Doris: Yeah, or some fundamental chemistry or whatever it may be. But along the way in that science class, they’re not only going to learn the chemistry that they need to learn in their sophomore year, but they’re also going to learn a lot of skills as well. That’s really what we’re talking about is a different model of education.
That’s really what we’re talking about. We’re not talking about, “Oh, you’re teaching entrepreneurship.” We’re talking about doing school better. How should we construct school so that we’re preparing students for the world they’re entering? Is there knowledge they need to learn along the way? Yes. Are you going to make sure that every student by the time they graduate has learned well all these different subject areas? We’ve never figured out how to do that. We’re still not.
But instead of all the churning and conversation and work being, “Let’s redo the table of contents of what topics I cover,” okay? You and I are both, we’re both teaching American Literature and let’s spend all of our time together arguing about which specific books in all of American literature we’ve got for students in their sophomore year. We are going to spend all of our energy arguing about which books we’re going to choose for them to read that matter most in all of American literature.

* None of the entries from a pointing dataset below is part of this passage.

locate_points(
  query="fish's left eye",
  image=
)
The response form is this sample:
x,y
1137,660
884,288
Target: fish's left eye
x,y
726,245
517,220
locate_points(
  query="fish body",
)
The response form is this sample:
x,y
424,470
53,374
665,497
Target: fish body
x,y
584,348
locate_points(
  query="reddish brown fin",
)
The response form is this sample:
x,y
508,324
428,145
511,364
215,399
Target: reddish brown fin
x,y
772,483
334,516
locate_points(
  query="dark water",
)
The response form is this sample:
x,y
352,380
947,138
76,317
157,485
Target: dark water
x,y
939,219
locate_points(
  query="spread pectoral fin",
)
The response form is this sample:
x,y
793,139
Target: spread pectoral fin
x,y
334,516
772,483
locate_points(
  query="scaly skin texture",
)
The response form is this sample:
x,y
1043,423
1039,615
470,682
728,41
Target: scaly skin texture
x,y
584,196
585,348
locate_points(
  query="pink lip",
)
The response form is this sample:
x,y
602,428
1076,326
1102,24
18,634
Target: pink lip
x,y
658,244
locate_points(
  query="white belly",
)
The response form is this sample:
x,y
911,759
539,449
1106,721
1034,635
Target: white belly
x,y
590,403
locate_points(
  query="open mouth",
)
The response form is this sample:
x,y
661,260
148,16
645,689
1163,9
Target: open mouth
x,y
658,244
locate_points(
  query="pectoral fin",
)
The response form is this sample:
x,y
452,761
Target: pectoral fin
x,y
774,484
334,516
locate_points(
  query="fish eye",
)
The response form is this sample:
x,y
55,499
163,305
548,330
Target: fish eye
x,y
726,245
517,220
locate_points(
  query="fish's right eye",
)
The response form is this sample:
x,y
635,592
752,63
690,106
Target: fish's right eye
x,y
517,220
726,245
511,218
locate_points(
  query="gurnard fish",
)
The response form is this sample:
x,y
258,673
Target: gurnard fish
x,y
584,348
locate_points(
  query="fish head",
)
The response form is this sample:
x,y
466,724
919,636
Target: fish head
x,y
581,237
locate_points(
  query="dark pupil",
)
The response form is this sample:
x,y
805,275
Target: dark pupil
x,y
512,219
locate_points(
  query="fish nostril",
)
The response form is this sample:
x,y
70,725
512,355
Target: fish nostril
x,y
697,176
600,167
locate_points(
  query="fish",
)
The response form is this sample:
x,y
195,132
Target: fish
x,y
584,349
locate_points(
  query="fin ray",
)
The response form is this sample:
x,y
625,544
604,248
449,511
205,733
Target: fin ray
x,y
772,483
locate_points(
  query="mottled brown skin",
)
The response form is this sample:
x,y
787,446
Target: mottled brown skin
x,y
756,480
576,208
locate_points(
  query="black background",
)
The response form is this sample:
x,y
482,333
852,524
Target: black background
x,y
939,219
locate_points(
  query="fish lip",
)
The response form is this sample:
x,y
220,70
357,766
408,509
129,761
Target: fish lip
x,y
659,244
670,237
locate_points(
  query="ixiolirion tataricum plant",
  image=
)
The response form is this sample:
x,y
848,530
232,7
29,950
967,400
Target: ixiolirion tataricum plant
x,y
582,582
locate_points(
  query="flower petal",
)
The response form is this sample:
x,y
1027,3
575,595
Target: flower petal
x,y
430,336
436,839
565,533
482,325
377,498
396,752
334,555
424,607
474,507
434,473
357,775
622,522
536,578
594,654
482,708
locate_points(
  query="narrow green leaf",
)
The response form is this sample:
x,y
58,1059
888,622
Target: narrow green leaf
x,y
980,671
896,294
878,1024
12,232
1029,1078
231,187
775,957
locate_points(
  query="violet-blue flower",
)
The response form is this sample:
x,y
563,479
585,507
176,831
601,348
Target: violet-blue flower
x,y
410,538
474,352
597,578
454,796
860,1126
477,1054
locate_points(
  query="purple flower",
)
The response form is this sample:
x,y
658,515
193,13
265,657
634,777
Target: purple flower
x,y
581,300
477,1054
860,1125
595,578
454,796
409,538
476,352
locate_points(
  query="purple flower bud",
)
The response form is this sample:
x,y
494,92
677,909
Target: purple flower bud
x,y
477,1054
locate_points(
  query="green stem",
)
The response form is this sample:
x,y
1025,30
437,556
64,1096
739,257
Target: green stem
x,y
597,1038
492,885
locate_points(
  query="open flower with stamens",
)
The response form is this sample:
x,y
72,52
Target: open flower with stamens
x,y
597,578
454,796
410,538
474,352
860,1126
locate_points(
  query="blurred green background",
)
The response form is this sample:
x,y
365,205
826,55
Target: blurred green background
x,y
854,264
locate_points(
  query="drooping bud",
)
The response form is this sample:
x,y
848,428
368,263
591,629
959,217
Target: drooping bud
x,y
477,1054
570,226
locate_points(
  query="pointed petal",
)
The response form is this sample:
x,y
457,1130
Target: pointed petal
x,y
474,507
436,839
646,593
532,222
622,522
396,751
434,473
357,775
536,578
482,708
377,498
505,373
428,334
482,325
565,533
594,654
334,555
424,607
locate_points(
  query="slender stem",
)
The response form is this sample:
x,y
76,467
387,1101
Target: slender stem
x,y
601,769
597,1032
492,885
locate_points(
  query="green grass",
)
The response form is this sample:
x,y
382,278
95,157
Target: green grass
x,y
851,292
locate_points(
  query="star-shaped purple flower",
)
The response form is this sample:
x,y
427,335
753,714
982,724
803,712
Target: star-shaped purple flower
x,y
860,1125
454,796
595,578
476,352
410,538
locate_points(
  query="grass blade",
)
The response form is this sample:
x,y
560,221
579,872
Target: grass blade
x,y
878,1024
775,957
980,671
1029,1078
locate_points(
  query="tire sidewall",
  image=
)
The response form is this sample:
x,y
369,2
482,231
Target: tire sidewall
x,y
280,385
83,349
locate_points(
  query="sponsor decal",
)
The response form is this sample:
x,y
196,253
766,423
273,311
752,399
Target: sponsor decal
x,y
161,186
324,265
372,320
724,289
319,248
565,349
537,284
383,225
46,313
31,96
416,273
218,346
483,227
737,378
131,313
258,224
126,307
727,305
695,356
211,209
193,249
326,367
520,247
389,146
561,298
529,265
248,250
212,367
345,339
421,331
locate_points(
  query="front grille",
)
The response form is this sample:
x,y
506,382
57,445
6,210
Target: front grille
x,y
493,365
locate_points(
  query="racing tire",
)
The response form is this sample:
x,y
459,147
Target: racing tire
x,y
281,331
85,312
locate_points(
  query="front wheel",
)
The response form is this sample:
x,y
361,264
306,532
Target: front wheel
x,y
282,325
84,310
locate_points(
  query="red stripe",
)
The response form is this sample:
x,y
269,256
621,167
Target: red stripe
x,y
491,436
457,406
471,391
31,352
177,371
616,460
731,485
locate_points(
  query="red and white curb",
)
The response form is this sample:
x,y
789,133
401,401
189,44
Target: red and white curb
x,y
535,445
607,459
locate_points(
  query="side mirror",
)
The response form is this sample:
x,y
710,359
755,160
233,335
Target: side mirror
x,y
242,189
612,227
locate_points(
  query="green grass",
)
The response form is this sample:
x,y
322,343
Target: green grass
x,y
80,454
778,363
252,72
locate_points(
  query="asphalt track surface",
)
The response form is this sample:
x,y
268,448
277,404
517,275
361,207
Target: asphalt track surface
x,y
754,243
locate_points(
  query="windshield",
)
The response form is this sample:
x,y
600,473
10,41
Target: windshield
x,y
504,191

So instead of that . . . and there’s nothing wrong with the books that we come up with and there’s nothing wrong with discussing that, of course. But the whole dynamic of teaching and education in school has been entirely focused on content, specific content in this fantasy that if we only choose the right content, everybody will be fine. It’s completely disconnected from the reality of the world these kids are going into.
Alison: Right.
Doris: What they need now are skills. They need lots of knowledge and they need to know how to learn the knowledge. When they graduate from school and they’re in something and they never learned chemistry that deeply and now they need it, they know how to learn it and they’ll learn it.
Alison: Right. It’s that self-awareness piece of understanding the type of learner you are, but also how to really be active in the learning process.
Doris: It’s about learning how to learn well.
Alison: And stepping into that to know that it’s not just passive learning that most of us have had our entire life or the first 18 years. Now they’re really given an opportunity to step into it themselves. The students in this course that has been designed at the high school level, but is this more broadly applicable? Is this being applied . . . ?
Doris: Oh, all over. In all different kinds of things. It’s a model of education, not an entrepreneurship class.